The compiler will generate the code to allocate memory on the stack for it and will release it automatically. This is the easiest, and should certainly be your default.

However, your code has more problems than that.

This

player->name = malloc(sizeof(player->name)*256);

allocates consecutive memory on the heap to store 256 pointers to characters, and assigns the address of the first pointer (the address of a char*, thus a char**) to player->name (a char*). Frankly, I’m surprised that even compiles, but then I’m more used to C++’ stricter type enforcement. Anyway, what you probably want instead instead is to allocate memory for 256 characters:

player->name = malloc(sizeof(char)*256);

(Since sizeof(char) is, by definition, 1, you will often see this as malloc(256).)
However, there more to this: Why 256? What if I pass a string 1000 chars long? No, simply allocating space for a longer string is not the way to deal with this, because I could pass it a string longer still. So either 1) fix the maximum string length (just declare Player::name to be a char array of that length, instead of a char*) and enforce this limit in your code, or 2) find out the length needed dynamically, at run-time, and allocate exactly the memory needed (string length plus 1, for the terminating '\0' char).

But it gets worse. This

player->name = "John";

then assigns the address of a string literal to player->name, overriding the address of the memory allocated by malloc() in the only variable you store it in, making you lose and leak the memory.
But strings are no first-class citizens in C, so you cannot assign them. They are arrays of characters, by convention terminated with a '\0'. To copy them, you have to copy them character by character, either in a loop or, preferably, by calling strcpy().

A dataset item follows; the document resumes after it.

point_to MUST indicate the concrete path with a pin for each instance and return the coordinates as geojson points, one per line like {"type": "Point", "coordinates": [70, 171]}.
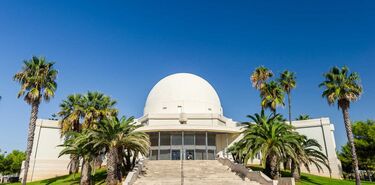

To add insult to injury, you later attempt to free the memory a string literal lives in

free(player);

thereby very likely seriously scrambling the heap manager’s data structures. Again, you seem to be unlucky for that to not causing an immediate crash, but the code seemingly working as intended is one of the worst possibilities of Undefined Behavior to manifest itself. If it weren’t for all bets being off before, they now thoroughly would be.

I’m sorry if this sounds condemning, it really wasn’t meant that way, but you certainly and seriously fucked up this one. To wrap this up:

1. You need a good C++ book. Right now. Here is a list of good books assembled by C programmers on Stack Overflow. (I’m a C++ programmer by heart, so I won’t comment on their judgment, but K&R is certainly a good choice.)

2. You should initialize all pointers immediately, either with the address of an existing valid object, or with the address of a piece of memory allocated to hold an object of the right type, or with NULL (which you can easily check for later). In particular, you must not attempt to read from or write to a piece of memory that has not been allocated (dynamically on the heap or automatically on the stack) to you.

3. You need to free() all memory that was obtained by calling malloc() exactly once.

4. You must not attempt to free() any other memory.

I’m sure there is more to that code, but I’ll stop here. And did I mention you need a good C book? Because you do.